Look below you, and you won’t even see big stones, tree roots, as well as twigs, or even mud holes—all of which are usually encountered while hiking—that might hinder you from walking unbothered. No need to exert too much energy because you won’t be treading on an inclined plane.
As you weigh your decisions carefully on which side of the forked road you are to take, you have just found out about what is the difference between going hiking and going walking.
It’s now time to delve further into the trails you are to take.
What is the difference between walking and a hiking trail?
As previously mentioned in the previous section of this article, what separates walking and hiking is the trail we tread on—the side of the forked road we eventually choose.
For starters, a hiking trail usually begins in a low, lying area. Let’s say the base or the foot of a hill. And as one slowly hikes himself into a higher altitude on that hill, the trail becomes an upward path: an ascent towards the summit.
Of course, almost all hilly terrains are not plastered with cement. Its trail is a composite of the earth: soil, rock, vegetation, and other natural matter. You might even cross some rivers or streams that are scattered along the hiking trail.
But with all of these come a couple of natural hindrances when hiking. Besides, hiking, indeed, is walking on an elevated, unpaved path. So, expect a few stumbles if you don’t thoroughly watch the hiking trail you are on.
Meanwhile, a walking trail is as typical as what a walking trail can get: a relatively smooth path, mainly covered in either concrete or asphalt. A regular sight in the city, given that the modern-day downtown is brimming with such pavements layered with either of those two.

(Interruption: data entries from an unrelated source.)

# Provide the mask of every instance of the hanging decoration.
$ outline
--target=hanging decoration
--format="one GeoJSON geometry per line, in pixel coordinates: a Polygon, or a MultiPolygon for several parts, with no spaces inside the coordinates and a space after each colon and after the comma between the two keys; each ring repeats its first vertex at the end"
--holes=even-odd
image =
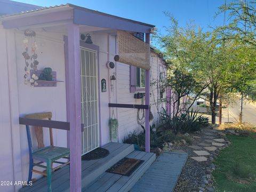
{"type": "Polygon", "coordinates": [[[111,91],[112,92],[114,91],[114,82],[116,80],[116,73],[114,72],[113,75],[110,76],[110,86],[111,91]]]}
{"type": "Polygon", "coordinates": [[[29,82],[30,86],[34,87],[34,85],[38,85],[37,81],[38,79],[38,77],[36,75],[39,62],[37,60],[37,54],[36,52],[38,50],[38,47],[36,42],[36,33],[31,30],[25,30],[24,35],[25,38],[23,40],[23,43],[25,51],[22,53],[22,55],[25,60],[24,83],[27,84],[29,82]],[[30,69],[34,70],[35,73],[30,74],[30,69]],[[29,76],[31,78],[28,81],[28,77],[29,76]]]}
{"type": "Polygon", "coordinates": [[[106,82],[106,79],[104,78],[101,79],[101,92],[107,92],[107,83],[106,82]]]}
{"type": "Polygon", "coordinates": [[[111,142],[118,142],[118,121],[116,119],[114,113],[114,108],[112,108],[112,116],[108,122],[109,126],[110,140],[111,142]]]}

However, not all walking trails are as vanilla as you imagine them to be, as some walking trails can be characteristically rough, containing sand and gravel on them. But do note that walking trails should not be sloped. So as long as the terrain you are on is rocky but isn’t inclined, it can still be a walking trail.
Compared to a hiking trail, a walking trail is an easier route to tread on. Yet, both can still be engaged in as a recreational exercise or even as a means for just sightseeing.

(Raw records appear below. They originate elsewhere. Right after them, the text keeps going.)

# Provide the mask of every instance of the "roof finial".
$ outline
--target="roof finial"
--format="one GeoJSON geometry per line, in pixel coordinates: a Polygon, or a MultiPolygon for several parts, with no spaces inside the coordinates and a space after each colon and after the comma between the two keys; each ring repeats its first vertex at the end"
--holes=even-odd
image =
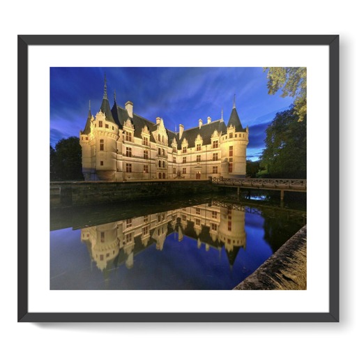
{"type": "Polygon", "coordinates": [[[108,99],[107,94],[107,75],[104,73],[104,96],[103,99],[108,99]]]}

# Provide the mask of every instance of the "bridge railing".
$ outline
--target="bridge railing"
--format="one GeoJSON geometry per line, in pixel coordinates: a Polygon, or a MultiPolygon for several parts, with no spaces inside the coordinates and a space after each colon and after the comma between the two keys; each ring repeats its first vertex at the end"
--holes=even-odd
{"type": "Polygon", "coordinates": [[[223,178],[213,177],[212,183],[227,186],[306,189],[306,180],[298,178],[223,178]]]}

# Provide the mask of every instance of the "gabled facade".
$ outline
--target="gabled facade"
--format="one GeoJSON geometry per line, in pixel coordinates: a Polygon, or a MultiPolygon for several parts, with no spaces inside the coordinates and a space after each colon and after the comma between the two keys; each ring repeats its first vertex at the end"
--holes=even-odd
{"type": "Polygon", "coordinates": [[[162,118],[153,123],[135,114],[132,102],[120,107],[115,95],[110,109],[105,79],[100,109],[93,116],[89,107],[79,132],[82,172],[86,181],[244,177],[248,135],[235,102],[227,126],[222,114],[187,130],[180,124],[178,132],[162,118]]]}

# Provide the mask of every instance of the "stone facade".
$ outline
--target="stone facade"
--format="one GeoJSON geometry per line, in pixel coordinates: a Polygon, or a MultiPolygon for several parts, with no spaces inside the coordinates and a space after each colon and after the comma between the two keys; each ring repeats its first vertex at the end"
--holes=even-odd
{"type": "Polygon", "coordinates": [[[221,118],[178,132],[134,113],[133,104],[110,109],[105,82],[100,109],[89,112],[79,133],[86,181],[208,179],[244,177],[248,128],[243,128],[235,103],[226,126],[221,118]]]}

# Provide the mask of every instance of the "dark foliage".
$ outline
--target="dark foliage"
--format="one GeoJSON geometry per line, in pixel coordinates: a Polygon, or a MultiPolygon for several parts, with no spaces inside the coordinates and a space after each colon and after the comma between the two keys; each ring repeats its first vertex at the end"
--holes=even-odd
{"type": "Polygon", "coordinates": [[[82,173],[82,148],[79,139],[70,137],[62,139],[50,151],[50,179],[84,180],[82,173]]]}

And now that you are slowly leaning on the choice you have unconsciously made on which side of the forked road you are to take. It is now to look at the type of shoes you are to take with you.
What is the difference between a walking shoe and a hiking shoe?

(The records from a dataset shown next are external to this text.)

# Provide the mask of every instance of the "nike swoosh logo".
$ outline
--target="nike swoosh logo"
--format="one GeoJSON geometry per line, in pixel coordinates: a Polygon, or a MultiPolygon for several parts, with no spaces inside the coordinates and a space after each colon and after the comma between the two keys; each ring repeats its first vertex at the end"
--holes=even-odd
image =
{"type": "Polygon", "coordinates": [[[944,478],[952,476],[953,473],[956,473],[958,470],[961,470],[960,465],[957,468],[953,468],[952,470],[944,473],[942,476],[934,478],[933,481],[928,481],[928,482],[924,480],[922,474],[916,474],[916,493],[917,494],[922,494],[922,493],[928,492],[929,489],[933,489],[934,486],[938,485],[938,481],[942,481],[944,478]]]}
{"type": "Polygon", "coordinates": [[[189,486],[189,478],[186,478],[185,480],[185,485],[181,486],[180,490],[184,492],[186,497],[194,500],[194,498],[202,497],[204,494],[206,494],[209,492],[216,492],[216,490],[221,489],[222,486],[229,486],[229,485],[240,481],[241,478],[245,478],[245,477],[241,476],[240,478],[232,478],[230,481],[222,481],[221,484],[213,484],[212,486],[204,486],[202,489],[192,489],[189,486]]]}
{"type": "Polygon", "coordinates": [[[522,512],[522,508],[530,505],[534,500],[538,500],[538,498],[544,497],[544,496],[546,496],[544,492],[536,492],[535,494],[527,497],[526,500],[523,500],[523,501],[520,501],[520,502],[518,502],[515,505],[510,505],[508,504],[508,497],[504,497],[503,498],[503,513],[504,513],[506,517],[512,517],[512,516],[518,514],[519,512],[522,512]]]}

So, let’s say you have decided to tread on the hiking trail, and you already have your gear on. However, before stepping out of your house, you were called out by your friend that the shoe you should be wearing should have these specifications:
It should have reinforced paddings, particularly metal bars on its soles; its design should be over your ankle so that the risk of getting ankle injuries becomes less likely; it should be waterproof.
He just described to you what hiking shoes should be: a sturdier and more durable iteration of your everyday waterproof shoe that is specifically designed to support your foot—as well as your ankle—when walking on uneven, rocky terrains, as well as crossing streams or rivers.
On the other hand, a walking shoe is manufactured for the sole purpose of providing comfort over long, flat surfaces, particularly roads with tiny rocks or few inclined slopes.
Because they prioritize comfort, walking shoes are lighter and more breathable to wear over long periods. They are also well-adept in granting their users lighter and quicker mobility.
Some walking shoes are also hybridized—they are designed to take on light hiking trail jogs/walks and are also waterproof to a certain extent.
You just learned about the two sides of the forked road that await you the next time you decide to go outdoors. You just learned about what terrain to expect when treading at these paths. You also just learned about the specific shoewear required to be worn on either side of this forked road in front of you.
You just learned the difference between going walking and going hiking.